The intracellular bacteria Legionella pneumophila encodes a type IV secretion system (T4SS) that injects effector proteins into macrophages in order to establish and replicate within the Legionella-containing vacuole (LCV). Once generated, the LCV interacts with mitochondria through unclear mechanisms. We show that Legionella uses both T4SS-independent and T4SS-dependent mechanisms to respectively interact with mitochondria and induce mitochondrial fragmentation that ultimately alters mitochondrial metabolism. The T4SS effector MitF, a Ran GTPase activator, is required for fission of the mitochondrial network. These effects of MitF occur through accumulation of mitochondrial DNM1L, a GTPase critical for fission. Furthermore mitochondrial respiration is abruptly halted in a T4SS-dependent manner, while T4SS-independent upregulation of cellular glycolysis remains elevated. Collectively, these alterations in mitochondrial dynamics promote a Warburg-like phenotype in macrophages that favors bacterial replication. Hence the rewiring of cellular bioenergetics to create a replication permissive niche in host cells is a virulence strategy of L. pneumophila.
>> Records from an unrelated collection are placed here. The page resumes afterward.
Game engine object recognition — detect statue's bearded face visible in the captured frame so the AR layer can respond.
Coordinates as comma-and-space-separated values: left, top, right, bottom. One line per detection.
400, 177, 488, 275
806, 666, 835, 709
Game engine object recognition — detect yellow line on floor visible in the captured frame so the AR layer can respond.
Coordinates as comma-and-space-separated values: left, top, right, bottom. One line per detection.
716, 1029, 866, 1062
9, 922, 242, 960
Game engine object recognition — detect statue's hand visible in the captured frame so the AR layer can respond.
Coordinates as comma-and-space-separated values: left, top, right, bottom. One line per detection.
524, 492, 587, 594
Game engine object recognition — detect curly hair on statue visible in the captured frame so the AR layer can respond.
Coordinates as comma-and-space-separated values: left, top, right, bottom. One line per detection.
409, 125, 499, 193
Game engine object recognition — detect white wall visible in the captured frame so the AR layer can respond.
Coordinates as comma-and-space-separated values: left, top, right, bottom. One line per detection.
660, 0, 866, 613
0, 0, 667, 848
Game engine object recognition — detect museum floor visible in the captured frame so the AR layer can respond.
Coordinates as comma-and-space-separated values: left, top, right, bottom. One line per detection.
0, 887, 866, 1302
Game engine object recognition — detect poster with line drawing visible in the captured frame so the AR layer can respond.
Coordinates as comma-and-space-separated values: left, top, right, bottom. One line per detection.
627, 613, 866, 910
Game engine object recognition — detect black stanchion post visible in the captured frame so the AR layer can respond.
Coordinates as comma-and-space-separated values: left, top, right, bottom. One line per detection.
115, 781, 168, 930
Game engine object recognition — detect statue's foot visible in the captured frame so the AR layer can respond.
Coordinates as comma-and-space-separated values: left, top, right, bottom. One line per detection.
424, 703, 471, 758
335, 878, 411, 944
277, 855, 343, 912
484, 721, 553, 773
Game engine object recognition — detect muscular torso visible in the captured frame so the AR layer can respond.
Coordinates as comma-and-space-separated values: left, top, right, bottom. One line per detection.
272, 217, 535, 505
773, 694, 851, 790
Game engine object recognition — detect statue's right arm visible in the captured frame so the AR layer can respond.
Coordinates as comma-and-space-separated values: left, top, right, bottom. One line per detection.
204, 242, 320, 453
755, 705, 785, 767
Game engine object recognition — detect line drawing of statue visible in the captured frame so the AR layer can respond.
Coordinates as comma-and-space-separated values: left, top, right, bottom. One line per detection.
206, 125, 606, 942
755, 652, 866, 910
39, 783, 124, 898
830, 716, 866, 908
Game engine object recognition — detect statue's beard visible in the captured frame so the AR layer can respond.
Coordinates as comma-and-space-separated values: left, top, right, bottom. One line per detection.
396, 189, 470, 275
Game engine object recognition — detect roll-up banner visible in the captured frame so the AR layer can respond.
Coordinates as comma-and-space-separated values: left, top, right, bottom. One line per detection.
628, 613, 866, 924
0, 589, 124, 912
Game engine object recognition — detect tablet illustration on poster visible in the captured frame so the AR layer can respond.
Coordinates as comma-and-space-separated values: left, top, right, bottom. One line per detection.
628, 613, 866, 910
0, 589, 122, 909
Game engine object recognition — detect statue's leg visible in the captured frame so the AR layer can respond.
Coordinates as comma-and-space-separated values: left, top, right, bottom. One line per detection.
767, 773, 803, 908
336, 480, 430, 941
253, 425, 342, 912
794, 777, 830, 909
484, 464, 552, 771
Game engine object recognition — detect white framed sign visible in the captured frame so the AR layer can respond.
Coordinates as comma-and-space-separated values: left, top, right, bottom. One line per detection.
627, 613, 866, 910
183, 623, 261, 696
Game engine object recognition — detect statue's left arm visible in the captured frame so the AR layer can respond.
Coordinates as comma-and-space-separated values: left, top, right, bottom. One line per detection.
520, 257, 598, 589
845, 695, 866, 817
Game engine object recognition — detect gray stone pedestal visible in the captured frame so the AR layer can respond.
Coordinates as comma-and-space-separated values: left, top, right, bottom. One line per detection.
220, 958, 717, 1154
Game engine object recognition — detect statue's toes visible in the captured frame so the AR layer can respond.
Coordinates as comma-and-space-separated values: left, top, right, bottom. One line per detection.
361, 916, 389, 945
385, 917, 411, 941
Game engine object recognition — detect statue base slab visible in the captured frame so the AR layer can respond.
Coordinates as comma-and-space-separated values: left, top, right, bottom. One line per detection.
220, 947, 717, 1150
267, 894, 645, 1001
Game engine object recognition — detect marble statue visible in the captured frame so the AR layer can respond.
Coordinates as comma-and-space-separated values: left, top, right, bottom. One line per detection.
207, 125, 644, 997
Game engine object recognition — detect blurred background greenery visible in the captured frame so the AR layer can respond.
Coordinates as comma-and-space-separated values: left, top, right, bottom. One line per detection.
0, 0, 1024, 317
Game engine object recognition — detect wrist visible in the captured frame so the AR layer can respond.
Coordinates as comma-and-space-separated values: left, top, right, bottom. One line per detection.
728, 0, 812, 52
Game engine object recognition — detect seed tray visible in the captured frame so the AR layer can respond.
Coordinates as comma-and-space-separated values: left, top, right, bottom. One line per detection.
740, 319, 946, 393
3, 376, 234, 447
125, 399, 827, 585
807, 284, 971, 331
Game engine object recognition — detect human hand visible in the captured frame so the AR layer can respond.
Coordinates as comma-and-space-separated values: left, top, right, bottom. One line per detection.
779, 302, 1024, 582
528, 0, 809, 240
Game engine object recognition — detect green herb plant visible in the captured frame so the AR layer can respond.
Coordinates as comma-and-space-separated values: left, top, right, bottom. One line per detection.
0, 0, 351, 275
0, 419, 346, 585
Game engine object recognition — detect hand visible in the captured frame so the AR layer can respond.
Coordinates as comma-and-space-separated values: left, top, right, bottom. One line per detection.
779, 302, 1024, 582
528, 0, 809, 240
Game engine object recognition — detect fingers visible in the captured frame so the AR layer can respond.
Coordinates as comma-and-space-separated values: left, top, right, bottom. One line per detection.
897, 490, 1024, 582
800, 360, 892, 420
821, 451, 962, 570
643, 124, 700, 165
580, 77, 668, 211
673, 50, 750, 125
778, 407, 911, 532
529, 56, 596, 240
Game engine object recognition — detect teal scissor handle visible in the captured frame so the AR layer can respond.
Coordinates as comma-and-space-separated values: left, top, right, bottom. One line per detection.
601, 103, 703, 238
细胞内细菌嗜肺军团杆菌编码IV型分泌系统（T4SS），该系统将效应蛋白注入巨噬细胞，以便在含军团菌的液泡（LCV）中建立并复制。一旦产生，LCV通过不清楚的机制与线粒体相互作用。我们证明军团菌使用独立于T4SS的机制和依赖于T4SS的机制分别与线粒体相互作用并诱导线粒体片段化，最终改变线粒体的代谢。T4SS效应子MitF是Ran GTPase激活剂，是线粒体网络裂变所必需的。MitF的这些作用是通过线粒体DNM1L（一种对裂变至关重要的GTP酶）的积累而发生的。此外，线粒体呼吸以T4SS依赖性方式突然停止，而T4SS依赖性细胞糖酵解的上调仍然升高。总的来说，线粒体动力学的这些改变促进了巨噬细胞中的沃伯格样表型，有利于细菌复制。因此，细胞生物能学的重新布线以在宿主细胞中创建复制允许的生态位是一种毒力策略。嗜肺乳杆菌。